Bu teknik etrafındaki tartışmalar azalmaz: bol miktarda bilgi bebeğin sinir sistemini aşırı yükleyebilir ve tüketebilir; Çocuğun öğrenmedeki pasifliği (sadece bilgiyi daha sonra çoğaltmak için alır) merakı köreltir ve dünyanın bağımsız bilgisine olan ilgiyi azaltır. Ayrıca bu tekniğin yaratıcı, estetik, psikolojik gelişim için neredeyse hiç zaman bırakmadığına inanılıyor; çocuk otomatik olarak resimlerle kelimeleri ezberler, ancak o zaman bilmediği kelimelerle kitapları okuyamaz ve belki de istemeyecektir, çünkü ders kitabındaki tüm kelimeler için canlı resimler yoktur. Bu tekniğin muhalifleri, resimlerden kelimeleri ezberleyerek, bir çocuğun belirli bir resimle ilişkili bir görüntü oluşturduğundan emindir, bu nedenle hayvanat bahçesinde bir bebek yaşayan bir kaplanı tanımayabilir; çocuklar oyun boyunca daha iyi hatırlar ve metodolojide sadece kartları gözlemlemeleri gerekir. Tüm bunlara rağmen, tekniğin yaşam hakkı vardır ve farklı ülkelerden ebeveynler tarafından aktif olarak uygulanmaktadır.

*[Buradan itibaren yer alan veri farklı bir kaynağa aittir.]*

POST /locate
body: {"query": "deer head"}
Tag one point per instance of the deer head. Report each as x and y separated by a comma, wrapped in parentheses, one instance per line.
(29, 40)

Halka açık satışta ve YouTube gibi internet kaynaklarında Doman'ın eğitim kartlarının olduğu bir video var. Video biraz farklı bir şekilde gömülür: çocuğa bir kart gösterilir ve ardından bu kavramın çizimleri ve sunum yapan kızın görüntülenen nesne hakkında bir şarkı söylediği paralel olarak konseptle ilgili bir video gösterilir.
Kızım ve ben periyodik olarak bu videoları izliyoruz, onları çizgi filmlerle değiştiriyoruz. Şarkılarla mutlu bir şekilde dans ediyor ve videodaki çocuklarla birlikte ellerini çırpıyor.
Bebeğinizle hangi tekniği veya hangi aktiviteyi seçerseniz seçin, her şeyin eğlenceli olması gerektiğini unutmayın. Her çocuk farklıdır. Her çocuk için, kişisel zaman anlayışına göre, dersin bir veya daha fazla uzunluğu yeterlidir. Çocuğunuzla birlikte öğrenmenin tadını çıkarmayı öğrenin. Sonunda, herkes okulda okumayı öğrenecek, sonuçları "sopanın altından" kovalamanın veya çocuğunuzun başarısını arkadaşların ve komşuların çocukları ile karşılaştırmanın bir anlamı yok.